いくら鎧武者が喋り難いからって

 忍者の目的は、最初から一つだった。対して鎧武者は、彼の目的を測りかねていた。前日に一度遭遇しただけだったし、その時点では悪逆の者であるのかさえ不明だった。そもそも、感じていた気配と忍者が同一のものであるかさえ、鎧武者は掴めていなかったのだ。

 結局のところ、最初に鎧武者が矢を放った時点で精神的には勝負は決していた。先に焦れた鎧武者は、心の上では敗北していたとも言って良い。だが忍者にとっては、まさにそこからが薄氷だったに違いない。なぜなら忍者の狙いは――


「我流忍法【心通し】。これにて決まりでござる」


 だったからだ――。


 ***


 忍者は努めて己を制御していた。今にも跳ねそうな心臓を押さえ付け、あくまで勝ち気、優位に立てるように振る舞っていた。

 なにせ相手は、荒野の伝説が一人である。己の特徴、上回っているであろう部分をすべて叩き付けてようやく、一本を取れる可能性のある相手だからだ。そして事実、それだけの技を振るって、なんとか目的の行為にこぎつけたのだ。


「……」

「失敬。ですが本心にてござる。どうにかこうにか貴殿と話をつけるのが、拙者の切なる目的なれば」


 技はたしかに、成功していた。鎧武者の思考が、脳裏へズシンと染み込んでくる。一歩間違えば深みにはまり、そのまま深淵に引きずり込まれてしまいそうだった。現在垣間見ているものだけでも、恐ろしい代物。幽明境を分かつ狭間に飲み込まれ、帰って来られなくなる恐怖があった。

 忍者は、自分が口元を覆っていて良かったと、心底から思っていた。仮に口元を晒していれば、荒い呼吸が白日のもとに晒されていた。そうなれば、鎧武者が己の優位に気付いてしまう。

 同時に彼は、己の能力を呪ってもいた。初めての感情だった。相手の胸元――心臓近辺――に触れることで、相手の思考を読み取る力。蘭学でいえば、【さいきっく】の読心にあたるらしい。学者どもののたまうことだから、右から左へと素通ししていたのだが。


「ひとまず、拙者は着座するでござる。鎧武者殿がいかになさるかは、おまかせする所存」


 忍者は、さらに大胆な所業に打って出る。混乱させるためではない。次々と手を打つことで、ためだった。これから試みる話には、それほどまでに大胆さが必要だった。なにせ、鎧武者を自らの目的に引きずり込もうというのだから。

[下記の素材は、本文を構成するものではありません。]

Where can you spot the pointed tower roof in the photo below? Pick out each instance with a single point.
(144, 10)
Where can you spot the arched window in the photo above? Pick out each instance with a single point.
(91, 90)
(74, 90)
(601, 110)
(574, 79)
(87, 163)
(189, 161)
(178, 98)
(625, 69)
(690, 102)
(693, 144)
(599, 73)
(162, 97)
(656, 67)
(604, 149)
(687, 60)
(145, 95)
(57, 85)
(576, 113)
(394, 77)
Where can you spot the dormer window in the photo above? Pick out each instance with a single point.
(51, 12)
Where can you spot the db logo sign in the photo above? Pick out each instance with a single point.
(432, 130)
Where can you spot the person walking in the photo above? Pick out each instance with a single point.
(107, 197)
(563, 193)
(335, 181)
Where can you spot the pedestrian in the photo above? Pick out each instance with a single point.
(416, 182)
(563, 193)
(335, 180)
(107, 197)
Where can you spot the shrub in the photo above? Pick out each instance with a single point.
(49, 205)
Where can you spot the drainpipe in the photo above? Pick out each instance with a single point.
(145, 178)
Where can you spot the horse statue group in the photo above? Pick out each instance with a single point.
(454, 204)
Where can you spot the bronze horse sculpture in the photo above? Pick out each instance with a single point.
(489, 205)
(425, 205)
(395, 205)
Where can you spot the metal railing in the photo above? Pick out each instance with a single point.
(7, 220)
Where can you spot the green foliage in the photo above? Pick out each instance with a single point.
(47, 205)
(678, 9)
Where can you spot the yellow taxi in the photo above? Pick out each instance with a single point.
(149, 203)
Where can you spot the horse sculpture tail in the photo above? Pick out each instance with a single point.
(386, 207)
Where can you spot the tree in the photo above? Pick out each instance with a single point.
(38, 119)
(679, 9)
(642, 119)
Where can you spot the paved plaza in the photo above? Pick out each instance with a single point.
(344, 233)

 そして流れ込んで来たのは、困惑だった。忍者は、布の下でほくそ笑んだ。かの者がこの困惑を解決するためには、己に斬り掛かるか、真意を問うか。二つに一つである。だから、前者の選択肢は五体分身までも行使して潰したのだ。己の力量を、実情よりも高く見せる。そういう策略だった。


「……」

「かたじけないでござるよ」


 結局鎧武者は、忍者の思惑にはまった。はまってくれた。忍者は密かに、胸をなでおろした。荒野に棲まう真の強者――伝説とされる者どもについては、つぶさに調べた。調べはしたが、鎧武者だけは掴み切れなかった。弱者を救い、強者を滅ぼす。その行動原理のみが、掴み得た真実だった。


「どこから話しましょうか。率直に言えば、過日の蘭学女中メイド。あれを滅ぼすのに手をお貸しいただきたいのでござるが」


 忍者はまず、率直に用件だけを切り出した。鎧武者の反応は、誠に微妙なものだった。快とも、不快ともいえない感情が流れ込んで来る。やはり、この程度では乗って来ないか。あらかじめ想定されていた事実を、彼は改めて噛み締める。

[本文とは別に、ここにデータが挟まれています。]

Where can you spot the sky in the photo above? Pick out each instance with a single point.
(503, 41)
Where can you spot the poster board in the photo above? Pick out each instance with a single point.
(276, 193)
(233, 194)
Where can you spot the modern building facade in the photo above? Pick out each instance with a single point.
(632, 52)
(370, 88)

「拙者、実の所は御公儀の手の者にてござる。故あって、あの蘭学女中メイドと、それに連なる者を追って候う」


 忍者は、深々と頭を下げた。半端に隠したりボカしたりするよりは、すべてをつまびらかにしたほうが良いという判断だった。


「ならば、なぜ過日は退いたのか? なるほど、たしかにでござるな」


 鎧武者から問い掛けが送り込まれ、忍者はうなずいた。たしかに目的と行動が矛盾していると言える。

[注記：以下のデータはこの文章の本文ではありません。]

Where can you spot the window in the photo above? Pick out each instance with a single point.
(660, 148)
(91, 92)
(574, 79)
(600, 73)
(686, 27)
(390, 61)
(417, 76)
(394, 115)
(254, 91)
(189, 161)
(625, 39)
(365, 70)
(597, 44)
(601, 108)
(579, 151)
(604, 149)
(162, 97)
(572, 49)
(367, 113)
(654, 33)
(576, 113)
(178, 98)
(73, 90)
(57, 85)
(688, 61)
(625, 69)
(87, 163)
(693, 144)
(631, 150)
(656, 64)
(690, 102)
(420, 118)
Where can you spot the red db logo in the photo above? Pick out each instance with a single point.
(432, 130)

「ですがあれは、敵手の力量確認。そして、拙者が放たれた目的の確認でもござった」

「……」

「鎧武者どのは、【物質転送装置】なるものをご存知でござるか?」


 忍者の問いに、鎧武者は首を横に振った。流れ込んでくるものにも、偽りはなかった。彼は続けて、口を開いた。


「公儀お抱えの蘭学者たちが作り上げた、『物を遠隔地へ一息に飛ばす装置』にてござる。原理はわからんでござるが、一定時間は飛んだ先にて動かせるとかなんとか」

「……」

「数年前、その装置が江戸より盗み出されたのでござる。盗んだのはお抱え蘭学者の一人。奴はそのまま行方をくらまし、装置の行方も分からぬままとなったのでござる」


 鎧武者から話を聞く態度を受け取った忍者は、それを良いことに喋り続けた。こうでもしないと、話が逐一止まってしまう恐れがあった。


「それが最近……」


 一呼吸を置き、次の段階へと話を進めようとしたその時。蘭学機関銃の一斉射が荒野を走った。忍者は三回転のバク転で場を逃れる。鎧武者は? 寝転がりつつ場を逃れ、無傷だった。


「そこまでよ。話を聞いてれば、まさか公儀だなんて。昨日は、私に調子を合わせてたのね」


 上方から掛かる声に、忍者は丘を見上げた。果たしてそこには、昨日と変わらぬ蘭学女中服の女が立っていた。